In the case of Muñoz, Ticay, and student leader Jasson Salazar, they were accused by the Prosecutor’s Office of the catch-all crimes of “undermining national integrity” and “propagation of false news.”
The others convicted, under file number 007008-ORM4-2023-PN, are Martha Lorena Centeno Marín; Hazel del Socorro Martínez Ulloa; Luis Enrique Obando Palma; Ivonne Patricia Espinoza Hurtado; Brenda Lee Baldelomar Aleman; and Anner Herrera.
“The objective of not allowing a private lawyer hired by the victim or the family is that they do not have access to any documentation of the case to prove the judicial atrocities being committed,” said lawyer Yonarqui Martínez.
The political prisoners commented that during their stay in District III, several times they were taken to the capital’s courts, but they have no additional information about their own legal cases.

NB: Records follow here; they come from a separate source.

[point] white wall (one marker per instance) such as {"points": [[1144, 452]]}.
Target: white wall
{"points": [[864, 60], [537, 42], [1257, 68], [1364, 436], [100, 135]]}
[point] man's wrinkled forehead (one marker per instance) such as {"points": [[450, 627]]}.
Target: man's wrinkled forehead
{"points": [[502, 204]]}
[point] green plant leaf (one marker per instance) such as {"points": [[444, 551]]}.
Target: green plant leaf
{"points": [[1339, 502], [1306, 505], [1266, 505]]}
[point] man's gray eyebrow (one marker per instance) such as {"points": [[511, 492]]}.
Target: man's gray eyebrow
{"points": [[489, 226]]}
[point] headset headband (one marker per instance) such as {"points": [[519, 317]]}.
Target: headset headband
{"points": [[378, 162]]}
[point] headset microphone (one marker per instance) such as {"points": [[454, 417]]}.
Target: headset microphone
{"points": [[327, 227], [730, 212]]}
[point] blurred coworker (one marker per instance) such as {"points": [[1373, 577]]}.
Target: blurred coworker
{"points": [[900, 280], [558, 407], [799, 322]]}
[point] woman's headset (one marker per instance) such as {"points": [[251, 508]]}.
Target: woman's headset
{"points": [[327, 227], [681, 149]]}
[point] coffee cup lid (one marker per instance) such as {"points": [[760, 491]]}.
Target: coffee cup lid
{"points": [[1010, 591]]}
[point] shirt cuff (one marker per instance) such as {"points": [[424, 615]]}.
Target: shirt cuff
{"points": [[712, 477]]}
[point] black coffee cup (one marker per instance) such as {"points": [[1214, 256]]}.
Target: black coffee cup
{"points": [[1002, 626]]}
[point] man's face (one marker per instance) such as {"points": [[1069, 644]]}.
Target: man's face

The other political defendants
Since May, the dictatorship abducted and prosecuted more than 50 people from at least eleven departments, also accusing them of “undermining national integrity” and “spreading false news.” In the express closed-door hearings, the Ortega justice ordered their conditional release, forcing them to present themselves to sign-in daily in their respective police departments.
These people also have no information about their court cases and are waiting to see what happens, including the possibility of being kidnapped from one moment to the next. Meanwhile, every day they must sign-in at their police department, wait for their photo to be taken, and suffer discrimination from neighbors or friends who have distanced themselves for fear that the dictatorship will subject them to the same process, Alvarez said.
The Ortega-Murillo regime currently holds more than 50 political prisoners (including Bishop Rolando Alvarez). Despite the national and international demand for Ortega to release his political prisoners, he continues to subject them to a policy of terror, according to human rights defenders.